NAS to see you!

| May 23, 2022 min read

After too many years, I’m finally building myself a NAS: network-attached storage, a device for backing up files, photos, and all the data that is otherwise in the cloud. Say goodbye, FANGs, I’m going self-hosted.

It starts with the case: a Bitfenix Phenom that I bought secondhand a couple of years ago (but didn’t get around to building until now). This case is solid, mini-ITX, with seven hot-swap drive bays and an extra where the DVD-ROM would be. To this I added an Aigo 550W 80PLUS Bronze PSU, mostly because it was the cheapest I could find on Aliexpress, and an ASRock QC5000-ITX “system on chip” motherboard combo which combines an AMD FT3 Kabini A4-5000 CPU with integrated Radeon HD8330 … which I’m not likely to use at all.

A couple of sticks of RAM (secondhand Kingston 8GB x2, non-ECC) and I had a system that would launch – from USB stick, anyway. After running an old version of memtest86 for a few days, I finally installed OMV6 (Debian-based) to a USB drive and started it up. Once I could see it was relatively stable (doing nothing) I added two Seagate Ironwolf 4GB NAS HDDs and configured them as a mirrored btrfs. And we were away!

I’ve ordered an SSD to replace the OS USB, but so far this thing is great! Added as Timemachine (MacOS) and DejaDup (Linux) backup destinations, switched on mDNS so I can find it under http://memory.local/ and it has basically paid for itself.
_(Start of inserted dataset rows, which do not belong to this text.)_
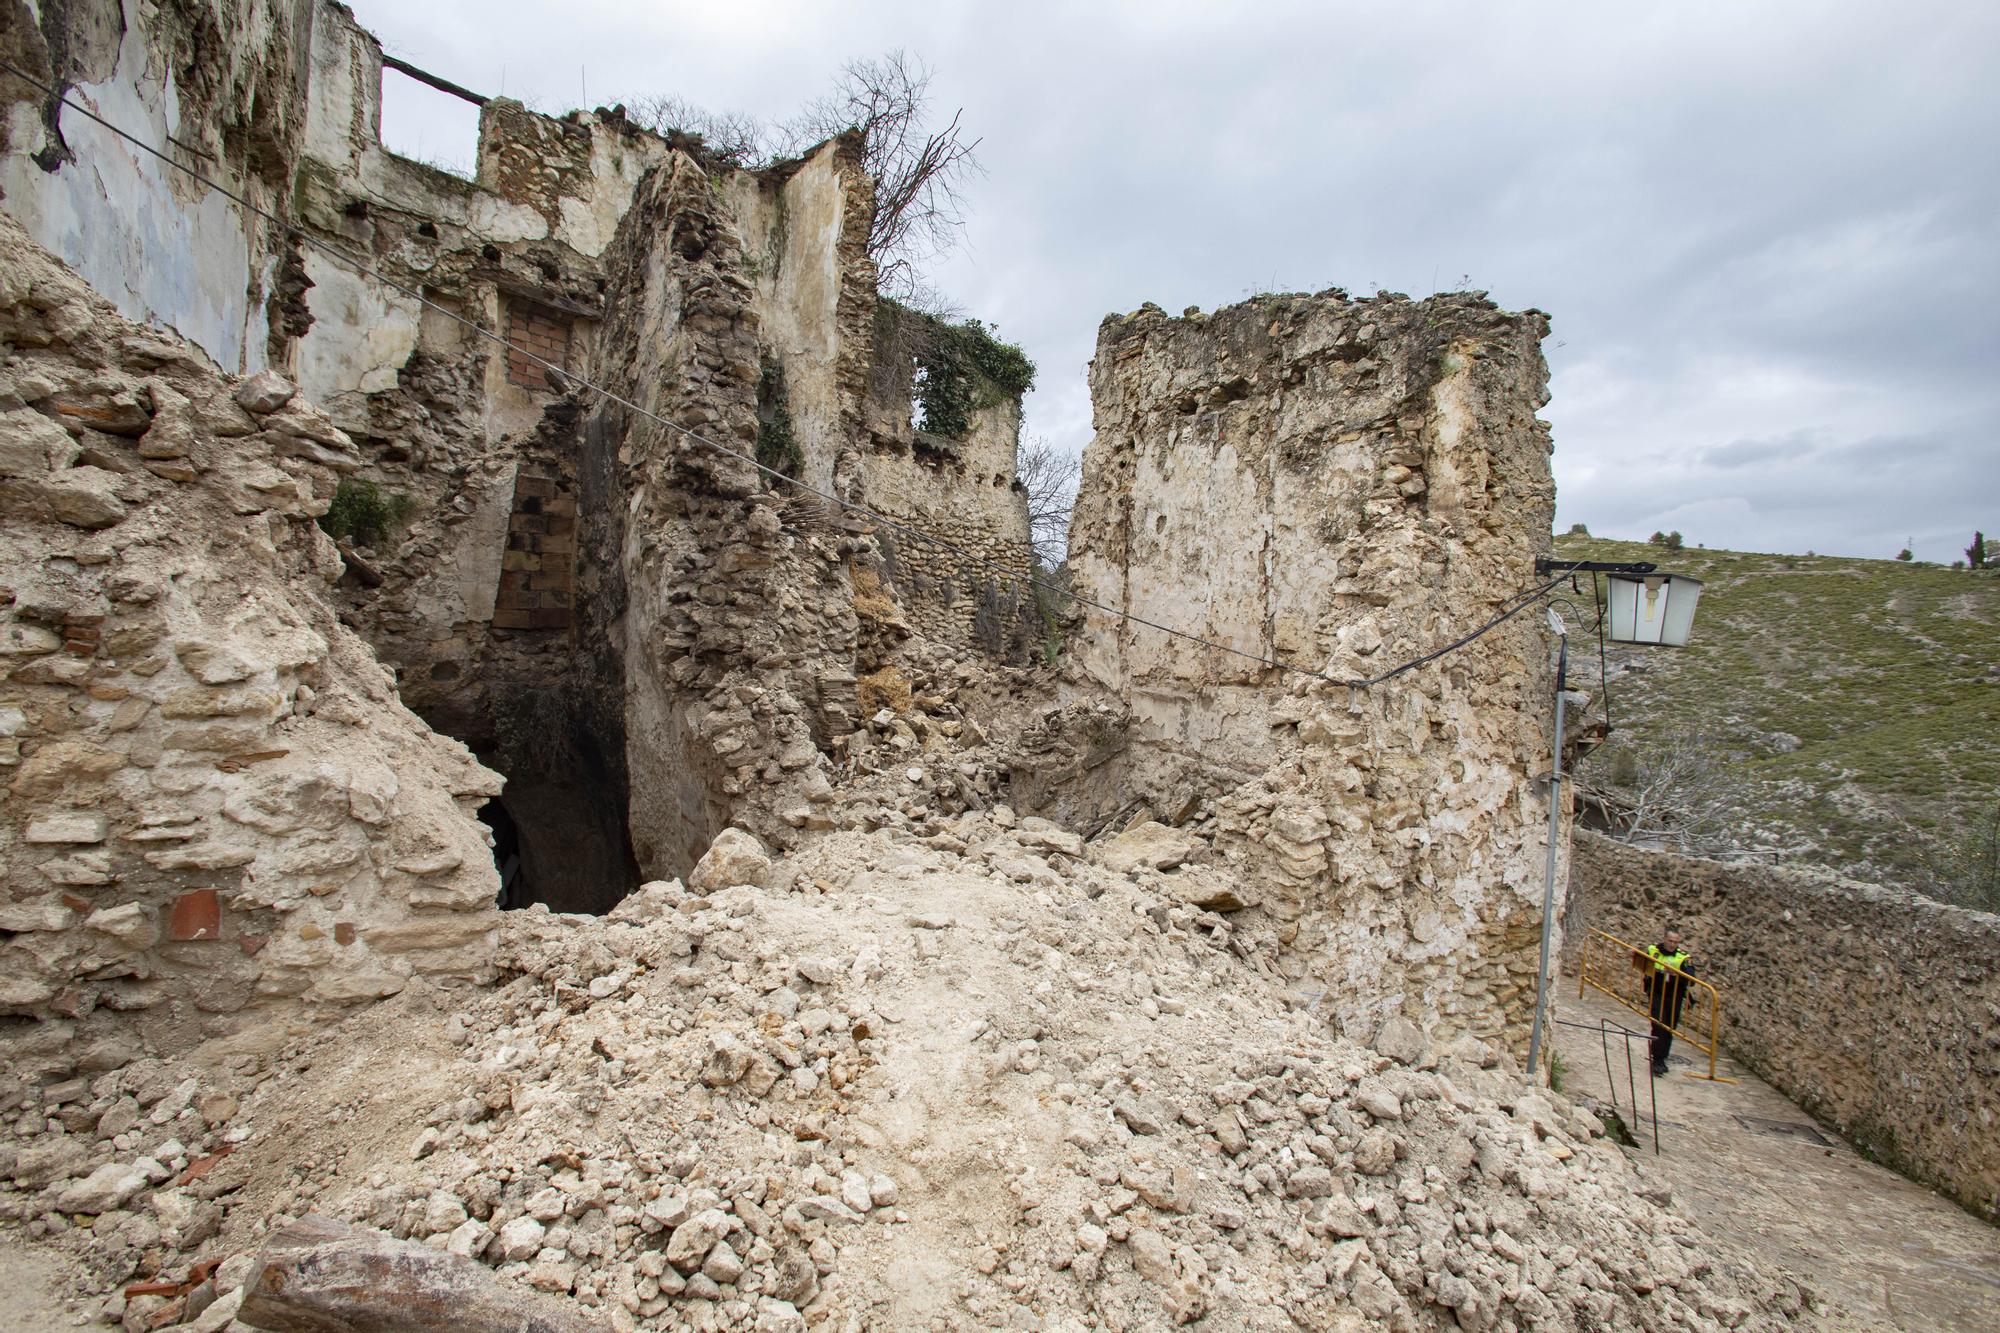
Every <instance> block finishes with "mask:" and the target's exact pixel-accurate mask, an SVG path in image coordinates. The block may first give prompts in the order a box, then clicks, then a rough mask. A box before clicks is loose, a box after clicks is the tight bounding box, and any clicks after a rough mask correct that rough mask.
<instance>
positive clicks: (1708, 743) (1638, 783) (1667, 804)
mask: <svg viewBox="0 0 2000 1333" xmlns="http://www.w3.org/2000/svg"><path fill="white" fill-rule="evenodd" d="M1606 759H1616V761H1620V763H1614V765H1612V767H1610V773H1592V775H1590V777H1588V779H1582V781H1584V785H1586V787H1588V789H1590V791H1592V793H1596V795H1600V797H1604V805H1606V807H1622V809H1624V813H1626V815H1624V821H1622V823H1624V827H1622V829H1620V831H1618V837H1622V839H1624V841H1628V843H1648V845H1664V847H1672V849H1676V851H1684V853H1692V855H1720V853H1726V851H1732V849H1734V845H1736V837H1734V817H1736V815H1738V805H1740V803H1738V789H1736V779H1734V777H1732V775H1730V773H1728V761H1730V755H1728V751H1726V747H1722V745H1720V743H1718V739H1716V737H1704V735H1698V733H1692V731H1674V733H1668V735H1664V737H1658V739H1654V741H1648V743H1646V745H1644V747H1642V749H1640V751H1638V753H1636V755H1634V753H1630V751H1624V753H1616V755H1606Z"/></svg>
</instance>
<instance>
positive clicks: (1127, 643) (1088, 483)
mask: <svg viewBox="0 0 2000 1333" xmlns="http://www.w3.org/2000/svg"><path fill="white" fill-rule="evenodd" d="M1544 332H1546V320H1544V316H1542V314H1538V312H1528V314H1508V312H1504V310H1498V308H1494V306H1492V302H1488V300H1484V298H1482V296H1436V298H1430V300H1422V302H1412V300H1408V298H1400V296H1382V298H1374V300H1350V298H1346V296H1344V294H1340V292H1328V294H1320V296H1270V298H1256V300H1252V302H1246V304H1242V306H1232V308H1228V310H1218V312H1214V314H1208V316H1204V314H1200V312H1190V314H1188V316H1184V318H1168V316H1166V314H1164V312H1162V310H1158V308H1154V306H1146V308H1142V310H1140V312H1136V314H1132V316H1124V318H1110V320H1106V322H1104V326H1102V330H1100V332H1098V352H1096V360H1094V362H1092V374H1090V386H1092V402H1094V416H1096V438H1094V440H1092V444H1090V450H1088V452H1086V454H1084V484H1082V492H1080V494H1078V506H1076V524H1074V530H1072V536H1070V566H1072V570H1074V576H1076V584H1078V592H1082V594H1084V596H1090V598H1094V600H1100V602H1106V604H1110V606H1116V608H1120V610H1128V612H1130V614H1134V616H1142V618H1148V620H1156V622H1164V624H1174V626H1178V628H1186V630H1190V632H1194V634H1200V636H1204V638H1210V640H1214V642H1220V644H1228V646H1230V648H1238V650H1240V652H1246V654H1252V656H1254V658H1280V660H1286V662H1296V664H1300V667H1304V669H1308V671H1324V673H1326V675H1328V677H1334V679H1336V681H1342V679H1358V677H1372V675H1376V673H1380V671H1384V669H1386V667H1392V664H1396V662H1402V660H1406V658H1412V656H1418V654H1420V652H1424V650H1428V648H1434V646H1438V644H1442V642H1446V640H1450V638H1454V636H1456V634H1460V632H1464V628H1466V626H1470V624H1478V622H1480V620H1484V618H1486V616H1488V614H1492V612H1494V610H1496V608H1498V606H1500V602H1502V600H1506V598H1510V596H1512V594H1516V592H1520V590H1522V588H1524V586H1528V584H1530V582H1532V580H1534V558H1536V556H1538V554H1546V550H1548V526H1550V518H1552V510H1554V484H1552V480H1550V470H1548V428H1546V426H1544V424H1542V422H1540V420H1536V416H1534V412H1536V408H1540V406H1542V402H1546V398H1548V392H1546V378H1548V372H1546V366H1544V362H1542V354H1540V338H1542V334H1544ZM1252 656H1234V654H1228V652H1220V650H1216V648H1206V646H1200V644H1194V642H1188V640H1184V638H1170V636H1166V634H1160V632H1156V630H1150V628H1146V626H1142V624H1136V622H1132V620H1116V618H1112V616H1106V614H1102V612H1090V614H1088V618H1086V626H1084V632H1082V638H1080V644H1078V652H1076V664H1078V671H1080V675H1082V677H1084V679H1086V681H1090V683H1094V685H1098V687H1102V689H1106V691H1110V695H1112V697H1114V699H1116V701H1118V705H1120V709H1122V711H1124V717H1122V719H1120V725H1122V737H1106V739H1104V741H1102V743H1100V745H1094V747H1078V759H1076V769H1078V777H1076V781H1072V783H1068V785H1066V787H1064V785H1050V783H1048V773H1024V775H1022V777H1024V779H1028V783H1030V785H1038V787H1040V789H1042V791H1044V797H1046V799H1048V801H1052V803H1058V805H1062V807H1064V809H1066V811H1068V813H1070V815H1072V817H1076V819H1080V821H1090V819H1092V811H1098V815H1096V817H1098V819H1104V817H1110V815H1124V817H1130V815H1132V811H1134V809H1146V811H1152V813H1154V815H1160V817H1166V819H1170V821H1180V819H1186V817H1190V815H1192V813H1194V811H1196V809H1206V811H1208V815H1206V819H1208V827H1210V829H1212V831H1214V835H1216V839H1218V847H1220V849H1224V851H1226V855H1228V857H1230V859H1232V861H1236V863H1238V865H1240V867H1242V869H1244V873H1246V875H1248V877H1250V881H1252V883H1260V885H1262V889H1260V891H1262V903H1260V907H1262V909H1264V911H1266V913H1270V915H1274V917H1278V919H1280V921H1284V923H1286V925H1284V927H1282V931H1280V941H1282V943H1284V947H1286V949H1284V955H1282V967H1284V969H1286V971H1290V973H1292V975H1296V977H1300V981H1302V983H1306V985H1308V987H1328V991H1326V999H1328V1005H1330V1007H1332V1009H1334V1013H1336V1015H1338V1017H1340V1019H1342V1021H1344V1023H1348V1025H1350V1027H1354V1029H1358V1031H1362V1033H1368V1031H1372V1029H1374V1025H1376V1023H1380V1021H1382V1017H1384V1015H1390V1013H1398V1011H1400V1013H1404V1015H1410V1017H1416V1019H1418V1021H1420V1023H1424V1025H1426V1027H1438V1029H1442V1031H1446V1033H1450V1031H1472V1033H1476V1035H1480V1037H1492V1035H1504V1037H1506V1039H1508V1041H1516V1043H1520V1041H1524V1037H1526V1023H1524V1021H1526V1007H1524V1003H1522V997H1524V995H1526V993H1528V991H1530V989H1532V981H1534V963H1536V945H1538V921H1540V911H1538V907H1540V887H1542V857H1544V847H1546V833H1544V829H1546V821H1548V807H1546V781H1544V775H1546V769H1548V729H1550V662H1548V650H1546V640H1544V632H1542V628H1540V626H1538V624H1536V620H1534V618H1532V616H1522V618H1518V620H1512V622H1508V624H1506V626H1502V628H1498V630H1494V632H1492V634H1488V636H1484V638H1480V640H1476V642H1474V644H1470V646H1468V648H1462V650H1460V652H1454V654H1452V656H1450V658H1446V660H1444V662H1440V664H1436V667H1432V669H1424V671H1418V673H1410V675H1406V677H1398V679H1396V681H1392V683H1386V685H1382V687H1378V689H1372V691H1350V689H1348V687H1344V685H1332V683H1324V681H1314V679H1310V677H1300V675H1286V673H1276V671H1272V669H1268V667H1264V664H1260V662H1258V660H1252Z"/></svg>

Oh, but the things I can do next! As soon as I started digging I realized there were quite a few ways to get out of the cloud:

  1. Photos (Google & Apple): I’m using Mylio and storing a lot on Google Drive, but a self-hosted PhotoPrism (and judicious offsite backups) will give me face-detection and automatic upload, which are about the only things I use Google Photos for.

  2. Email (Google): This is the second biggest use of Google Drive that we have. I have a huge email archive which I think I’ve managed to combine into a single Gmail account, but I’m also still paying for GSuite for a custom domain. Once I’m sure I’ve got my mail backed up, I’ll be happier to switch that off and see what happens.

  3. Plex: We have a ridiculous number of streaming services at the moment, but we also have a number of legitimate series downloaded and ready to be served up to our televisions sans subscription. I’ve already cancelled AppleTV and Stan; perhaps Binge will be next? We can probably do with Prime Video as well.

  4. Vikunja (Todoist): I love Todoist and wish them well, but I’ve paid for the last couple of years and I’m willing to try a self-hosted option. If I can get Dee to use it too – which I never could with Todoist – then even better.

  5. StoreDown (Home Inventory): I’ve installed this one already, and so far have catalogued around 500 personal items: from desk drawers to my clothing, project boxes to camping gear. The hope is that by being able to find where anything is we avoid buying things we don’t need AND can hopefully minimize (minimalize?) in the next 6 months – in case we have to move again!

  6. OwnCloud (Google Docs): There’s a couple of self-hosted options here, but ultimately it’s about getting out of Drive so we can stop paying for storage and reclaim some privacy from the big cloud providers.

  7. Music (Spotify): This is a stretch, but we do have a lot of music files on old backup CD-ROMs somewhere. Do we really need an ongoing subscription? How much of that money actually makes it to the artists?

  8. Mobile phone backups: Not really any good option here at the moment, but it would be nice to know that even if we lose a mobile we don’t lose the data.

  9. Git projects, 3D printer files, eBooks, ISOs and installers, project logs, datastores, etc.

So that’s me and my NAS! Plenty left to do with it but building out slowly and learning and experimenting along the way. I’ve added Docker, the “new” way to install stuff according to OMV, and performance didn’t seem to suffer at all.

I may want to build a little LCD display panel for it.